Indian cinema's time to shine

Indian cinema's time to shine
PHOTO: Nikkei Asian Review

MUMBAI/SINGAPORE - Indian cinema is making its way to screens around the world and making waves. Bollywood, as the mainstream Hindi-language film industry is popularly known, has produced superstars like Akshay Kumar and Shah Rukh Khan whose paychecks rival -- or even surpass -- those of Hollywood A-listers.

The film industry has also caught Hollywood's eye, with moguls cozying up to their Bollywood counterparts. And while the stereotype of the song-and-dance epic is hard to shake, filmmakers are cultivating a wider audience with more nuanced productions.

On a Sunday night in late September, laughter erupted inside a cinema at a shopping mall in central Singapore, where "Kis Kisko Pyaar Karoon," a newly released Hindi-language romantic comedy, was being shown.

Khusbu Tiwari, a 25-year-old legal secretary, comes to the cinema to watch Indian films "almost every other week." Tiwari, whose grandparents hail from northern India, speaks Hindi fluently. "Watching Hindi films helps me relate back to my roots," she said.

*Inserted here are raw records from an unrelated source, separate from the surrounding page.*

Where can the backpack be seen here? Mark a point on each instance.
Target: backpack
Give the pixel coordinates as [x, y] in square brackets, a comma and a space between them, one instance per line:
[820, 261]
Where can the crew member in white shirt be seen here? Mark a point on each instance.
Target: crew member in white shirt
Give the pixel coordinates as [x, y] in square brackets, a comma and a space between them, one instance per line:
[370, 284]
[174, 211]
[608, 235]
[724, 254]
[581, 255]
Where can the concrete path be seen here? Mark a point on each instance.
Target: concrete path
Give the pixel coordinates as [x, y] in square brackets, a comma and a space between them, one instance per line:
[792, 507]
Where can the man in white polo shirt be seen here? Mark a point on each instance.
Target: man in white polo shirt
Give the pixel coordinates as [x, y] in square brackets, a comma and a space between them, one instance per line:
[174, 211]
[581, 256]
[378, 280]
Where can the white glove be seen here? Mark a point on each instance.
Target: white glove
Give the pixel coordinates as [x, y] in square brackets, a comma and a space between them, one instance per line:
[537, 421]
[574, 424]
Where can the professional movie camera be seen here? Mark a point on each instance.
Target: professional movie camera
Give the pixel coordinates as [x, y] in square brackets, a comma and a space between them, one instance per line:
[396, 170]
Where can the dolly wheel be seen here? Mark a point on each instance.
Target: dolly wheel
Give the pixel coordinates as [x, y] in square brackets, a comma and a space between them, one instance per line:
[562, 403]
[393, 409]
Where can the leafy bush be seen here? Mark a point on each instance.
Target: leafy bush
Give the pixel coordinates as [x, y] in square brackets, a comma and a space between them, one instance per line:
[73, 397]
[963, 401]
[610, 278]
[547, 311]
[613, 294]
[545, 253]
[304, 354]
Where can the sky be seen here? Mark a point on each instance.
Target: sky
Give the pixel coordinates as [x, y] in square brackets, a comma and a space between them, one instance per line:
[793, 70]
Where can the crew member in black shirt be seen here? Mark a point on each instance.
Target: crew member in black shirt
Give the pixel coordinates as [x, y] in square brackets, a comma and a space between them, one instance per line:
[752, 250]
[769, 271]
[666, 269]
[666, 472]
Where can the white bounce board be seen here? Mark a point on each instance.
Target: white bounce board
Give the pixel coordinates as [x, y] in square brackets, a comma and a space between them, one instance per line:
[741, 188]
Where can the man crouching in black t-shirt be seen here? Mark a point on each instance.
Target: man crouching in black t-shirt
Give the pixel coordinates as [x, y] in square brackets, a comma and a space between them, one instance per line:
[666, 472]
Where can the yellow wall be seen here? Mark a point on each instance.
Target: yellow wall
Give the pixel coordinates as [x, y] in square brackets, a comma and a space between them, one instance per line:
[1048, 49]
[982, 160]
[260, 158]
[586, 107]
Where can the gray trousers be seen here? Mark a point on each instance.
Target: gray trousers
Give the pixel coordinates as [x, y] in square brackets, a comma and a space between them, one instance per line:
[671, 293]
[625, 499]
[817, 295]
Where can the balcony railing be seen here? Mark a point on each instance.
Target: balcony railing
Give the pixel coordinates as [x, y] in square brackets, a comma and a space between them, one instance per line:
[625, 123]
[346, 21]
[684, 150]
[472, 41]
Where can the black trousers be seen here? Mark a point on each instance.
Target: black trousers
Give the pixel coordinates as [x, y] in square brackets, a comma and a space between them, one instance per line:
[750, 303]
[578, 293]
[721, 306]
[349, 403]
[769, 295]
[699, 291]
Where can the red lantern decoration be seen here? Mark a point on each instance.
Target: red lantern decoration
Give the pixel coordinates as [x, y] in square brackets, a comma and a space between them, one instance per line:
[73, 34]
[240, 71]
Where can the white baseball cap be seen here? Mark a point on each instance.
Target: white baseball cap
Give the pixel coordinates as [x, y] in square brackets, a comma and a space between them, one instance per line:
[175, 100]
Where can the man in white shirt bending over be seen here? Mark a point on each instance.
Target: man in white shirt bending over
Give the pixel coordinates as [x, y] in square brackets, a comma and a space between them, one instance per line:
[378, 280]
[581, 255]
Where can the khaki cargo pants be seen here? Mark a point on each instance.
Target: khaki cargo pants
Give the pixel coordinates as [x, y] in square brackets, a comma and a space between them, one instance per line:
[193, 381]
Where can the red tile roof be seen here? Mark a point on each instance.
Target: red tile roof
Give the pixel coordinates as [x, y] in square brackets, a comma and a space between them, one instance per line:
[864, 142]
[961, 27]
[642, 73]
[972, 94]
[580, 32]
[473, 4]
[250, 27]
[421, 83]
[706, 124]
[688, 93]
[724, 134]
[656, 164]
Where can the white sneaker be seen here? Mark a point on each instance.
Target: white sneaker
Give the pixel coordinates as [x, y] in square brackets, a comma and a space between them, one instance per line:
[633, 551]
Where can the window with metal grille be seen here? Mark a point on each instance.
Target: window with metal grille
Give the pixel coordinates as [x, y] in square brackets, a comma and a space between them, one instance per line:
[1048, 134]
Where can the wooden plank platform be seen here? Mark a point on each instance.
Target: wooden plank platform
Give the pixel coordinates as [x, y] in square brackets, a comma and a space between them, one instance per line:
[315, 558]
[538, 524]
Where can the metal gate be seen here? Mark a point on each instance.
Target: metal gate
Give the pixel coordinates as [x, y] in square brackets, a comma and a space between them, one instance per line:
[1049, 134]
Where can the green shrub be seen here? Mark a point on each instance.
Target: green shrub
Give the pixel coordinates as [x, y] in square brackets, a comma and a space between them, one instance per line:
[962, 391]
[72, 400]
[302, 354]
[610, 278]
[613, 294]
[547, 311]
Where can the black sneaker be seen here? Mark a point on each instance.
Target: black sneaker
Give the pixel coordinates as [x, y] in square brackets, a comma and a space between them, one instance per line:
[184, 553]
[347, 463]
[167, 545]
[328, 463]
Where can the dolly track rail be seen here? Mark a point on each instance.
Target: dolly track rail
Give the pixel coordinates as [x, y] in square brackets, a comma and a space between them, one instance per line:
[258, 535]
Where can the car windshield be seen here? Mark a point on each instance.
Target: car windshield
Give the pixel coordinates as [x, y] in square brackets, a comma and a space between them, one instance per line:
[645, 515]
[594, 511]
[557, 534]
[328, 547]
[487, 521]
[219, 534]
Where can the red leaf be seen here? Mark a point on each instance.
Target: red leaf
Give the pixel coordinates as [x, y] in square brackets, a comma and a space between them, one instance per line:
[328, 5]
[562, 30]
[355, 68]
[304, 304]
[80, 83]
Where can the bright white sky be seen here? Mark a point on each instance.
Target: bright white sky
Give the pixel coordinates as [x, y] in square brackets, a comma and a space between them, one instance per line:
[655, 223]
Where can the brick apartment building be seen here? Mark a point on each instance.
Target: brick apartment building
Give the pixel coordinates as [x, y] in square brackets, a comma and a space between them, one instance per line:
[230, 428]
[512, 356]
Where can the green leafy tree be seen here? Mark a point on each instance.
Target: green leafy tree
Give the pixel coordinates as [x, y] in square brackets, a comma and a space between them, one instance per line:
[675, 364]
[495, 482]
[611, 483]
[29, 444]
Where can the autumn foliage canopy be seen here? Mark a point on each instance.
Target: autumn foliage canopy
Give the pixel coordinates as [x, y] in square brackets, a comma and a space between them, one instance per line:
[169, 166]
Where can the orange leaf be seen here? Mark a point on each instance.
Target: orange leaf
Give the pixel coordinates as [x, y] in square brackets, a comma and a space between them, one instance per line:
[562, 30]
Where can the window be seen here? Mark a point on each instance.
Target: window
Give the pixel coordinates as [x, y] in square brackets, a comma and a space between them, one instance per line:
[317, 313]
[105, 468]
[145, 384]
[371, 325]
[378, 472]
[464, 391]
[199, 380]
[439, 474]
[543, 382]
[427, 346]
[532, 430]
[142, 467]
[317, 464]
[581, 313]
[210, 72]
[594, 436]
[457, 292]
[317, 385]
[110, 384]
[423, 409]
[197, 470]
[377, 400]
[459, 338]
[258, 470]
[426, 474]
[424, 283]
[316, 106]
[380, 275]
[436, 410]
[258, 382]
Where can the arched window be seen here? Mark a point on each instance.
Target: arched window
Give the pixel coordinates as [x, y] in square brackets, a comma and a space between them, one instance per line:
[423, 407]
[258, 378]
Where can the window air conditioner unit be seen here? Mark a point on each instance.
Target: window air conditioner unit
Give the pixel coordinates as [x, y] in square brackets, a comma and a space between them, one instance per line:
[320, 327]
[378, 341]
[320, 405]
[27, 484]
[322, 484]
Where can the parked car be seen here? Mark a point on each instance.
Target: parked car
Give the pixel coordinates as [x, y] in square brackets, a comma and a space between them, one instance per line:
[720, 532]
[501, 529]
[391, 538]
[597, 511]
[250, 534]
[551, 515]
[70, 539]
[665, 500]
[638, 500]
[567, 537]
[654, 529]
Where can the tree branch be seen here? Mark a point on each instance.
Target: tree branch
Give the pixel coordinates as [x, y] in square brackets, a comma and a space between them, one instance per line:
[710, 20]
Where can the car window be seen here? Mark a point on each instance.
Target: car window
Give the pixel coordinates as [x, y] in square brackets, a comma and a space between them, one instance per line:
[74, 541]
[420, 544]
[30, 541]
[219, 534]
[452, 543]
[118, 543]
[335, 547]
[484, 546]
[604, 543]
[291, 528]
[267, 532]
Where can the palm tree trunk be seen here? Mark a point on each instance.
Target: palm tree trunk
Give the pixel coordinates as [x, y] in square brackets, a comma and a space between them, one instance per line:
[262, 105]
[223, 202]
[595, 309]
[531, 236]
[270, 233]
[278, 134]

Demand for Indian films is rising as more people from India and neighbouring countries come to Southeast Asia to work. Theater operators are beginning to offer a variety of Indian movies. Singapore's Golden Village Multiplex, which operates 11 cinemas around the city-state, has screened 19 Indian films since the beginning of the year, compared with just three in all of 2014. It began showing Hindi films regularly in 2005, adding Tamil movies in the past few years along with some in Malayalam, another southern Indian language.